I like Lawrence's comment about showing some respect for the work that lets you stay alive.
i found something interesting in a profile on one commune (they weren't anarchist, but described themselves as 'egalitarian'). When they formed, they expected to have difficulty getting people to do the 'dirty work', so they thought up all manner of complications to compensate for the jobs people didn't volunteer for. What they found was that once their population grew to a given point, people just did what was needed, negotiating amongst themselves as necessary to get bodies when and where they were needed. Eventually, they just abandoned the labour accounts as a waste of effort.
This shouldn't be surprising, we all have daily tasks we enjoy, that we tolerate, and that we despise; and those personal perceptions are different between everyone. I like mucking in the garden, i'll muck out the sewers once in a while without complaint, but i hate washing windows - but someone else relishes a clean window and runs screaming from earthworms.

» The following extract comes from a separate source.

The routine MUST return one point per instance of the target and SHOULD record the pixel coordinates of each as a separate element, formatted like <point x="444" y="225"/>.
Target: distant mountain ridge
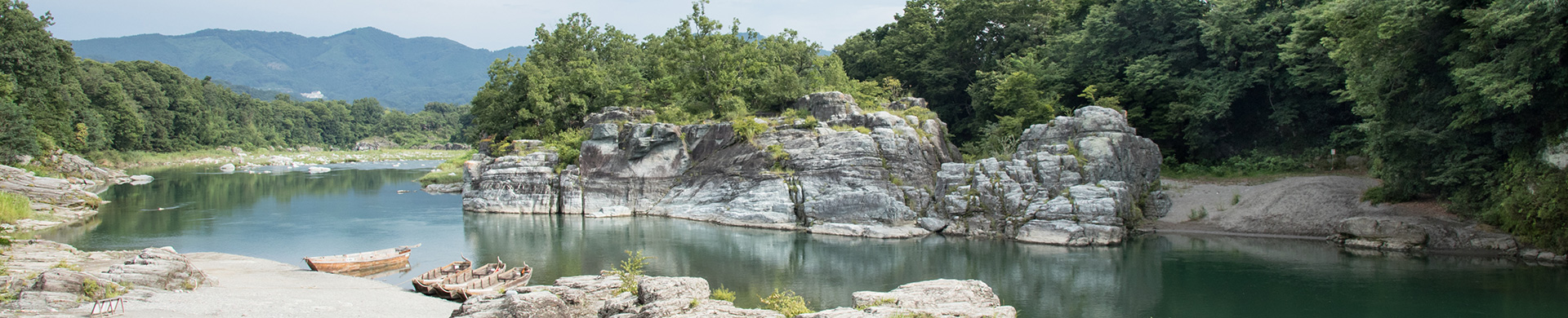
<point x="402" y="73"/>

There is something to be said of social conditioning here too. City people, i've found, are conditioned to expect that basic civil services will be provided by some level of authority; if something needs done, their default mode of action is to petition various authorities to 'do something'. The further people are from centers of power and authority, the more haphazard are the provision of services by those authorities, and the more indifferent the responses of those authorities to enfringements upon that authority; so when something needs done, people may be inclined to say 'fuck it, i'll do it myself.'
(It should be noted that some communities in the heart of major cities, are as far from the seats of power as any rural backwater, with the result that services are haphazard but the monopoly of violence is ever near and immediate.)